The European Commission is set to take action over member states’ slow pace of implementation on a key piece of EU environmental policy. Brussels is apparently unhappy that its 1996 Integrated Pollution Prevention and Control Directive (IPPC) has not been fully implemented by Europe’s capitals. The IPPC directive aims to regulate and limit air, water and soil pollution from large scale industrial and agricultural operations such as cement factories, power plants and intensive livestock farming. Operators must obtain a permit from their respective national authorities showing that they comply with stringent pollution prevention measures.
A new report – based on 2000-2202 figures - commissioned by Brussels shows that so far only 13 per cent of all operators in the EU 15 have been granted permits.With a looming October 2007 deadline for existing operators to conform to the directive, the commission fears that unless greater efforts are made by member states, “environmental improvements foreseen by the directive will be compromised.”

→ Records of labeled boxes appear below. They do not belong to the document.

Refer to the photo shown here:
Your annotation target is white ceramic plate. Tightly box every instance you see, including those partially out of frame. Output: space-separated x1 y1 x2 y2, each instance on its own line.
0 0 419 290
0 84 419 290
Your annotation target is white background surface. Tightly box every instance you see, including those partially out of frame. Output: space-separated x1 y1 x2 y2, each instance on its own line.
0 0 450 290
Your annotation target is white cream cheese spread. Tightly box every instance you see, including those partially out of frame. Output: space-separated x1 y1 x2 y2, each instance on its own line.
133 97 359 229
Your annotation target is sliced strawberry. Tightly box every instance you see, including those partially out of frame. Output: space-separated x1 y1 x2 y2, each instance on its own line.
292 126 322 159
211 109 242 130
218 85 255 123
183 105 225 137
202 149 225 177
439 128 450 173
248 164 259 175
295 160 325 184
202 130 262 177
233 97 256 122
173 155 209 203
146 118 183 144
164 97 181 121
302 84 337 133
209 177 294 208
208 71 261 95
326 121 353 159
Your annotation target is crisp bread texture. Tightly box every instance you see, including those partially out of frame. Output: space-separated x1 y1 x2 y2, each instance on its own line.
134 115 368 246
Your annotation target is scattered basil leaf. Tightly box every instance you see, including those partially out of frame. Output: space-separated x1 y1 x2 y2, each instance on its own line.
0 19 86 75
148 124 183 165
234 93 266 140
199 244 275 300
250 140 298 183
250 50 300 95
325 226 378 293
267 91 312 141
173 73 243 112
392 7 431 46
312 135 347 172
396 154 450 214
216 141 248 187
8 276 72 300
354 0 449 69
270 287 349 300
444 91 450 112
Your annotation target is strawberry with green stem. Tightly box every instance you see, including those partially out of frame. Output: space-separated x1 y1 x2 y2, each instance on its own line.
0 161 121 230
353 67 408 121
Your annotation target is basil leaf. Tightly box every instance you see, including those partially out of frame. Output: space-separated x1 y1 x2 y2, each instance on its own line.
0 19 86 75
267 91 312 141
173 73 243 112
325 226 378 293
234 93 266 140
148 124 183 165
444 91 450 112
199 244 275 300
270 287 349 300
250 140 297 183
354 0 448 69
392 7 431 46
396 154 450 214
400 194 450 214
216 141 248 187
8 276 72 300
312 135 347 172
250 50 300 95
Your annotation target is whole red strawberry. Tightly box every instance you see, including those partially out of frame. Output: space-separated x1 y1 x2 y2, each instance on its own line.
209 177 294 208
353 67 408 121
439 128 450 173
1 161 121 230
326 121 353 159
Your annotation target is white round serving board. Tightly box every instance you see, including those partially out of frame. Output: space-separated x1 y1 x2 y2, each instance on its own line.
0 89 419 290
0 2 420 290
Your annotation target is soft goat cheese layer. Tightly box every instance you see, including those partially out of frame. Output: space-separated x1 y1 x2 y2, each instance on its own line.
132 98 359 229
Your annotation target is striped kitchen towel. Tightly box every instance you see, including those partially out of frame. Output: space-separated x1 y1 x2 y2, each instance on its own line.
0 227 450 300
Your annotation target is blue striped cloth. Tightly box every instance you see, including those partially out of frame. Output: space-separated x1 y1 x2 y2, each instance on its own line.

EU environment chief, Stavros Dimas said further delays could cause environmental problems. “Nine years after the adoption of this major piece of legislation and two years before the deadline for its application, many installations do not yet comply with the conditions set out,” said Dimas. “This may cause significant environmental damage.” Eight member states have ongoing infringement procedures against them over incorrect transposition of the directive, revealed the commission.